Any thoughts? Or concepts to start learning?
Thanks guys! (I think this could be a really clever method of highlighting certain content that perhaps users would miss if they didn't scroll through the entire page.)
This should do the trick (tested in IE7, Firefox, Chrome, Safari).
It uses jQuery and shows the element as soon as it is visible.
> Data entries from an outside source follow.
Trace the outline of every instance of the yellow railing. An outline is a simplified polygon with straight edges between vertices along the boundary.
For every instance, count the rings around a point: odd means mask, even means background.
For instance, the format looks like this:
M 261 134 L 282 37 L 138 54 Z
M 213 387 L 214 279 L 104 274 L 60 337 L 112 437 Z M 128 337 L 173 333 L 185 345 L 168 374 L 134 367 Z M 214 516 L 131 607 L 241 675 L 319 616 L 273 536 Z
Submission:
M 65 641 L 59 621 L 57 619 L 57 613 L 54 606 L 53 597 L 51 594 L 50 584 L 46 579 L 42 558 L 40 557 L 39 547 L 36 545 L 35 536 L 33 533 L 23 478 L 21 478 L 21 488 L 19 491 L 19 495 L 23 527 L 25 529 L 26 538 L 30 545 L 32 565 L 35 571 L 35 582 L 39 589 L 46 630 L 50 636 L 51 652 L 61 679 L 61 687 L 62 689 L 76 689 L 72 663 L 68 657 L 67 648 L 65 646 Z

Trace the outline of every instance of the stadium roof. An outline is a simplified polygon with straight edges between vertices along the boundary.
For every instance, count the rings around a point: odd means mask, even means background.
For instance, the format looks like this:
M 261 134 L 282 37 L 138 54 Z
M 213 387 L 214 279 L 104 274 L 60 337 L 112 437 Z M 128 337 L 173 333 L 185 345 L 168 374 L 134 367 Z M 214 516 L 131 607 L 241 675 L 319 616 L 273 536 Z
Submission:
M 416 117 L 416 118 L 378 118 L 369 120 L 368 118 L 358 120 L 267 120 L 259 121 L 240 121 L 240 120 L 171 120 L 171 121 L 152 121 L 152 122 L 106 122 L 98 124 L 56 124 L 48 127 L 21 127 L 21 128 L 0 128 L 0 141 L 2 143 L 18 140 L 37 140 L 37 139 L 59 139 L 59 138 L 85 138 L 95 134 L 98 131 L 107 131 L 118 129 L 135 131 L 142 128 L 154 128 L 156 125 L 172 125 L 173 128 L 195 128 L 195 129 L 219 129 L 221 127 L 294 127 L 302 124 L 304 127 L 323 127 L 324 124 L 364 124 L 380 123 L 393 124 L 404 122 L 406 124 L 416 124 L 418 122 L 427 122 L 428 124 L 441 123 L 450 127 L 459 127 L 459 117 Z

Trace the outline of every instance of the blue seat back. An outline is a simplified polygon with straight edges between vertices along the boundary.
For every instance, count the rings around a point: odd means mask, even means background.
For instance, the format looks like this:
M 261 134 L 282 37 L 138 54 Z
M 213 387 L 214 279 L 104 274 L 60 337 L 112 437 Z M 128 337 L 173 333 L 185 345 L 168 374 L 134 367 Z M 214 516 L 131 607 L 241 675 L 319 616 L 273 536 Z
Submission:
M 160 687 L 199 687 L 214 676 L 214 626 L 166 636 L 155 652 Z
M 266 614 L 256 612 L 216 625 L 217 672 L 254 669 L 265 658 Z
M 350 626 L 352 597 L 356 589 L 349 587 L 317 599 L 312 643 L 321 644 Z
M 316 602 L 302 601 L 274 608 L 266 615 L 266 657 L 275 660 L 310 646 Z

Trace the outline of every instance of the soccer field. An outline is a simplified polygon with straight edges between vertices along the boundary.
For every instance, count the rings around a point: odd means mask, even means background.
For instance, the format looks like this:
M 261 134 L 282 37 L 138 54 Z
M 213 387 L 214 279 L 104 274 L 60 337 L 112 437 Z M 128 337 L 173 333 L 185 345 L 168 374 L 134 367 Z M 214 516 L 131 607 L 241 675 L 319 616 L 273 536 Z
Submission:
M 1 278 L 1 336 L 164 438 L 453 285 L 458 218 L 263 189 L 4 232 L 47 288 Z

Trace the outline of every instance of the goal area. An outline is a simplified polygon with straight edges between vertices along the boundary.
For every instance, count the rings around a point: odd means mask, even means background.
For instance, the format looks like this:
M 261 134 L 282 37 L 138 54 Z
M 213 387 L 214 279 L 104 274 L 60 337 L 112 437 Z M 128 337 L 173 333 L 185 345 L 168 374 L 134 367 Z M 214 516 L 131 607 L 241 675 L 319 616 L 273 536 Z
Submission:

This is the code:
$(document).ready(function() {
function isScrolledIntoView(elem) {
var docViewTop = $(window).scrollTop();
var docViewBottom = docViewTop + $(window).height();
var elemTop = $(elem).offset().top;
var elemBottom = elemTop + $(elem).height();
return ((elemBottom >= docViewTop) && (elemTop <= docViewBottom));
}
// the element to look for
var myelement = $('#formcontainer');
// the element to hide when the above is visible
var mymessage = $('#mymessage');
$(window).scroll(function() {
if(isScrolledIntoView(myelement)) {
mymessage.hide();
} else {
mymessage.show();
}
});
});
If you want the whole element to be visible before the message is hidden, replace the isScrolledIntoView above with this:
function isScrolledIntoView(elem) {
var docViewTop = $(window).scrollTop();
var docViewBottom = docViewTop + $(window).height();
var elemTop = $(elem).offset().top;
var elemBottom = elemTop + $(elem).height();
return ((elemBottom >= docViewTop) && (elemTop <= docViewBottom)
&& (elemBottom <= docViewBottom) && (elemTop >= docViewTop) );
}
Credit for both of these functions go to this question.